Scientists have used UK-wide lockdowns as a unique opportunity to observe wildlife with the absence of traffic. Their findings shedding light on what characteristics and traits make iconic British species – like badgers and pheasants – more likely to be involved in collisions with vehicles.
Researchers at The Road Lab, based at Cardiff University, used data of roadkill records to assess the 19 wildlife species most frequently involved in vehicular collisions, to see which exhibited changes in road mortality during two major lockdown periods (March- May 2020 and December 2020 – March 2021).
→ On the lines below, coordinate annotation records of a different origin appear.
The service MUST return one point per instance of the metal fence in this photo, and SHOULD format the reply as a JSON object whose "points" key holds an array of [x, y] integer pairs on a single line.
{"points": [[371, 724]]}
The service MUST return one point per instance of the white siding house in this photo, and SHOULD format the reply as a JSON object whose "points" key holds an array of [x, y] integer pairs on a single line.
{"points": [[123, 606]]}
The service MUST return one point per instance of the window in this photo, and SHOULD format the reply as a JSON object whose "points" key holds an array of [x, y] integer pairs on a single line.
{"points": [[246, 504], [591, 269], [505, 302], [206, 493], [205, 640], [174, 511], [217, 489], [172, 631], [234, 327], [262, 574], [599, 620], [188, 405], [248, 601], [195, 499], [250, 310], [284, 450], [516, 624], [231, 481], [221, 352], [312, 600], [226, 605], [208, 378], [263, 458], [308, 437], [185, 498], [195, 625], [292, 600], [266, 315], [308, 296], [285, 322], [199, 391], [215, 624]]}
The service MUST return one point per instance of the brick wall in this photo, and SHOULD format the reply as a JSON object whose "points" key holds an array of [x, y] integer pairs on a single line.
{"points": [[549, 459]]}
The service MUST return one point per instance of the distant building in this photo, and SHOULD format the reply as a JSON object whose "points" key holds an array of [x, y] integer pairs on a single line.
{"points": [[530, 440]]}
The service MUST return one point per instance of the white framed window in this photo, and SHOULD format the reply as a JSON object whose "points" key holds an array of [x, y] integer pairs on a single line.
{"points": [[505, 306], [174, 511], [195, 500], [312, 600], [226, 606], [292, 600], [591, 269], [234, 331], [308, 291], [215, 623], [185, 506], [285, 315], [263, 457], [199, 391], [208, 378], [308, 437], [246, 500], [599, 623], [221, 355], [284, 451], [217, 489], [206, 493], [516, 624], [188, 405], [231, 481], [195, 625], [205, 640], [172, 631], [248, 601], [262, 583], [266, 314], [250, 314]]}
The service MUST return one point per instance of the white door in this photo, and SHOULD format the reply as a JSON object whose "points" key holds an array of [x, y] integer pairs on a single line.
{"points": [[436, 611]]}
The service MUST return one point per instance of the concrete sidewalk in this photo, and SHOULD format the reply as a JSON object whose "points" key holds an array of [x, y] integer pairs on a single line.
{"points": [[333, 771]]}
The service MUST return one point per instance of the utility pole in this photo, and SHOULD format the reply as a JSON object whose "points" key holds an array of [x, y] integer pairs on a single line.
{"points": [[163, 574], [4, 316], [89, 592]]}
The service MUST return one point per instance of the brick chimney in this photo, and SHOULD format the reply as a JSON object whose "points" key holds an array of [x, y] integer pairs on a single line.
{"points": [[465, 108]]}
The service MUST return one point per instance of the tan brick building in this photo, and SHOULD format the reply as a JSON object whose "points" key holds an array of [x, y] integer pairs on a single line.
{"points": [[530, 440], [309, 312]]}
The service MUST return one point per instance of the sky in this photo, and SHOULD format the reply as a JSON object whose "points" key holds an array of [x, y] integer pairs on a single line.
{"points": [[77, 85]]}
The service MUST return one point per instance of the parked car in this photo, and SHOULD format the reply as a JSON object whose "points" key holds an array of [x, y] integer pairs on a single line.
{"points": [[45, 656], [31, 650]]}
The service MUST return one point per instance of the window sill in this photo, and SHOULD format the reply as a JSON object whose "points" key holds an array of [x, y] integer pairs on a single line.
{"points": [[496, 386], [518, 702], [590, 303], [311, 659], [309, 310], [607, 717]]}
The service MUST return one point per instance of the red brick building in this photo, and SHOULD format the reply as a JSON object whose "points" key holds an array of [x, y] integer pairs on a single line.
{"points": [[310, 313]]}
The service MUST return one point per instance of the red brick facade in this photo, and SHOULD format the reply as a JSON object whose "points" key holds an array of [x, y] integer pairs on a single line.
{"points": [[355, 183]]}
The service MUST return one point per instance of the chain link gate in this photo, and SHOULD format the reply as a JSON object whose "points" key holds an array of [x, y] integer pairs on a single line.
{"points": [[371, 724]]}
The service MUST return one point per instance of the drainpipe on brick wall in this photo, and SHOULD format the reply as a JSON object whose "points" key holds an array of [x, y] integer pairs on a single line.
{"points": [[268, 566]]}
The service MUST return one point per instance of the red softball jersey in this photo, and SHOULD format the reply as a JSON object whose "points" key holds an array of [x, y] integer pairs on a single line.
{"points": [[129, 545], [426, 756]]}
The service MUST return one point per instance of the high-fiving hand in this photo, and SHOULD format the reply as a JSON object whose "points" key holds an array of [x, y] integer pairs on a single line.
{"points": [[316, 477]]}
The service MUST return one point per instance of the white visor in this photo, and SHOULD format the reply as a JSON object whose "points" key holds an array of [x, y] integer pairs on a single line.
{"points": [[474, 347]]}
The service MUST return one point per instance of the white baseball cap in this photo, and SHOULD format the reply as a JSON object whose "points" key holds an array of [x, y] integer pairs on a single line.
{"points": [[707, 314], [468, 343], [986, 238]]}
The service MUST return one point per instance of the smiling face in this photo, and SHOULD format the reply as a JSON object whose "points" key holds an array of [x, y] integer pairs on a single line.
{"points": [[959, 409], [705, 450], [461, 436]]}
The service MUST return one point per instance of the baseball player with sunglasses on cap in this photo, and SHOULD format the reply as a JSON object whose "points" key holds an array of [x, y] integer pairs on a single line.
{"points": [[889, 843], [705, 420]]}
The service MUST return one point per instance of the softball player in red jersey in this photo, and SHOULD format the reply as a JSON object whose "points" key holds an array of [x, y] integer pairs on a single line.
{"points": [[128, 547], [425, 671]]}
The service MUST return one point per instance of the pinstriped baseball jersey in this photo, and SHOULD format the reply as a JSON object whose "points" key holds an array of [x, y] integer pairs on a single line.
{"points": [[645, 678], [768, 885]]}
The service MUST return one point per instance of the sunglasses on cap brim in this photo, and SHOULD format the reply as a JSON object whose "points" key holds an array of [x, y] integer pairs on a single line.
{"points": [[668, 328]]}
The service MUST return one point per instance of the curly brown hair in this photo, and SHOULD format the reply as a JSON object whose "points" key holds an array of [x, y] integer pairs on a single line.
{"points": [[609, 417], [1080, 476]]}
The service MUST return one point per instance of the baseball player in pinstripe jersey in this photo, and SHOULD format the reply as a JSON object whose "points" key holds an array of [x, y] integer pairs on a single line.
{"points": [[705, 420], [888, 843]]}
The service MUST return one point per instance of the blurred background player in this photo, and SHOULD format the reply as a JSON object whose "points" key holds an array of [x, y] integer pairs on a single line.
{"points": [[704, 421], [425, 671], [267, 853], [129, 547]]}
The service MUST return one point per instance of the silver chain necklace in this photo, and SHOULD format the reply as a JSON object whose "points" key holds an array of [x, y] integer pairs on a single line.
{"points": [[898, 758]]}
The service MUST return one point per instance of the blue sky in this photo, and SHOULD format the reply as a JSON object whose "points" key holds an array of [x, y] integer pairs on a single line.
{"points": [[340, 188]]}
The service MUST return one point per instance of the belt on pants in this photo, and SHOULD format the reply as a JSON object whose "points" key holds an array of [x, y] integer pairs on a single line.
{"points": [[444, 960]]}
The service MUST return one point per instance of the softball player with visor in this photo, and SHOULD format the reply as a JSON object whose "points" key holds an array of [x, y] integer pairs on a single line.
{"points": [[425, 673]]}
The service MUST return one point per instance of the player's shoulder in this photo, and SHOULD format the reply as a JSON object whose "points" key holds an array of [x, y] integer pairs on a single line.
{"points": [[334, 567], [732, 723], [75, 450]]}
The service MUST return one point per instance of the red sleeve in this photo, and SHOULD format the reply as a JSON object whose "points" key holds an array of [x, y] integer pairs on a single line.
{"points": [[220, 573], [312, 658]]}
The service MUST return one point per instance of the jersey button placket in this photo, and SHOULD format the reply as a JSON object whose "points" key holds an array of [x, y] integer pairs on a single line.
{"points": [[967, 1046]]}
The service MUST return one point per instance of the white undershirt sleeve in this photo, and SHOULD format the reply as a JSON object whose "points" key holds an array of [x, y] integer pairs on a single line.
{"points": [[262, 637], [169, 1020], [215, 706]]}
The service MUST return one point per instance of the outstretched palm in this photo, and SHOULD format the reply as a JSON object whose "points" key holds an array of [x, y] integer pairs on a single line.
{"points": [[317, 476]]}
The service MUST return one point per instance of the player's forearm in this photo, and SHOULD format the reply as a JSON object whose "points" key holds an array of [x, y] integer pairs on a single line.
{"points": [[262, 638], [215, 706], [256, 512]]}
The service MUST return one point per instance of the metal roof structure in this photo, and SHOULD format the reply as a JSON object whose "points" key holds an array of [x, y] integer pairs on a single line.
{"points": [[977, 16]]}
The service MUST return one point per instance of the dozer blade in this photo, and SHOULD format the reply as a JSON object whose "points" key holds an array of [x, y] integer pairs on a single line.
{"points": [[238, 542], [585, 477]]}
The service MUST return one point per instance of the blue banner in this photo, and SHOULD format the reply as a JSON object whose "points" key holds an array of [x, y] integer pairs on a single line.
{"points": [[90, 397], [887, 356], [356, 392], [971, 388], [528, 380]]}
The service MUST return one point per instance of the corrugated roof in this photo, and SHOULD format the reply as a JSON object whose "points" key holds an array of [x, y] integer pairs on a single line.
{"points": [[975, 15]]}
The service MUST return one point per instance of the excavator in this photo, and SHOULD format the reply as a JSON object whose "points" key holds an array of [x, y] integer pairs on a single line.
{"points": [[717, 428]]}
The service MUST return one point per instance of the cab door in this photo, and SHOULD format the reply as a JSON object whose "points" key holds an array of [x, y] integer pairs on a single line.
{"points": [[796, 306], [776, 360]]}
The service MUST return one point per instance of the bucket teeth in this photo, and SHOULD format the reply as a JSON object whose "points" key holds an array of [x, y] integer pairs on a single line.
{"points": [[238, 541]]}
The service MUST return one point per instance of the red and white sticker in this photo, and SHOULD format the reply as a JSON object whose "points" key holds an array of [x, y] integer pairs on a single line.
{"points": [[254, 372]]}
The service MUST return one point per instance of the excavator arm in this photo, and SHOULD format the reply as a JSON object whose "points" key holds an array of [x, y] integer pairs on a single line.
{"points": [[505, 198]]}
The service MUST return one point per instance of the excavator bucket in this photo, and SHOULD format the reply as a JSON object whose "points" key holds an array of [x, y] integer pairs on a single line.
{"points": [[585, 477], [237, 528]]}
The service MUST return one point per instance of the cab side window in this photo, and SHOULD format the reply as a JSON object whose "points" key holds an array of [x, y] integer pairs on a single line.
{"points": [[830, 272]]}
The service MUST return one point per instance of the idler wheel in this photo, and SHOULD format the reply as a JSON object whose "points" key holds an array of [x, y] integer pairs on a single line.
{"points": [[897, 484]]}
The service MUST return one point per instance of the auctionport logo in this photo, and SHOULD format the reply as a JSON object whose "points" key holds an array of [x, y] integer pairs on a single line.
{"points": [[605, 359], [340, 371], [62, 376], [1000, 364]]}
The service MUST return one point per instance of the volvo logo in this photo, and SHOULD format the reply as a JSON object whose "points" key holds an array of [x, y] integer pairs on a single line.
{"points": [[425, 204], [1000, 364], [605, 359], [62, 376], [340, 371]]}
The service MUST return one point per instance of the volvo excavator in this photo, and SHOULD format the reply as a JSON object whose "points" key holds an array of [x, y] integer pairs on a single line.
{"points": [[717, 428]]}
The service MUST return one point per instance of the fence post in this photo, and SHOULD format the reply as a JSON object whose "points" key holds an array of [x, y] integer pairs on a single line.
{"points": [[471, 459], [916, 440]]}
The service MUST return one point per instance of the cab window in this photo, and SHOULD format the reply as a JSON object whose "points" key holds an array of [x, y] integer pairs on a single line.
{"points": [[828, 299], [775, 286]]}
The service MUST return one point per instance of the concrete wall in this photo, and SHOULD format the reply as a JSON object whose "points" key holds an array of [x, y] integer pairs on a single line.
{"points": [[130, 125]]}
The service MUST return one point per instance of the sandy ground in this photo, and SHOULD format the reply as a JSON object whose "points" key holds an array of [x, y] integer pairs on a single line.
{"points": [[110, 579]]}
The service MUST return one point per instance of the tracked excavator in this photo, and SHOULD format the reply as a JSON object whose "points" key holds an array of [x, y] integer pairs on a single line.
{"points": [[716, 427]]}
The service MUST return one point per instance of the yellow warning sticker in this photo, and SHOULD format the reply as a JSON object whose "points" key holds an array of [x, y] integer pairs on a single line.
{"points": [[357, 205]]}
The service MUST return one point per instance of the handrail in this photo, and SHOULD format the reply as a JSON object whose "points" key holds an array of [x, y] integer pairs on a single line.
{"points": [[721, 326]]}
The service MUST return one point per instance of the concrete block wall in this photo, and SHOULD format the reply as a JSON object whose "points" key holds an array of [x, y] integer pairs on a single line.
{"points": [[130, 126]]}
By comparing lockdown rates to the same time periods in previous years (2014-2019), they were able to identify the traits that put species at higher risk of becoming roadkill.
Sarah Raymond, research student at Cardiff University’s School of Biosciences who led the research, said: “During lockdowns, we found that there were fewer records of nocturnal mammals, animals that visit urban environments, mammals with greater brain mass and birds with longer flight initiation distances. Species that have several of these traits – such as badgers, foxes and pheasants – are more likely to be hit by cars and have the highest mortality rate in normal traffic levels. These species therefore appear to have benefited from the lockdowns the most, and so suffer most during ‘normal’ times.”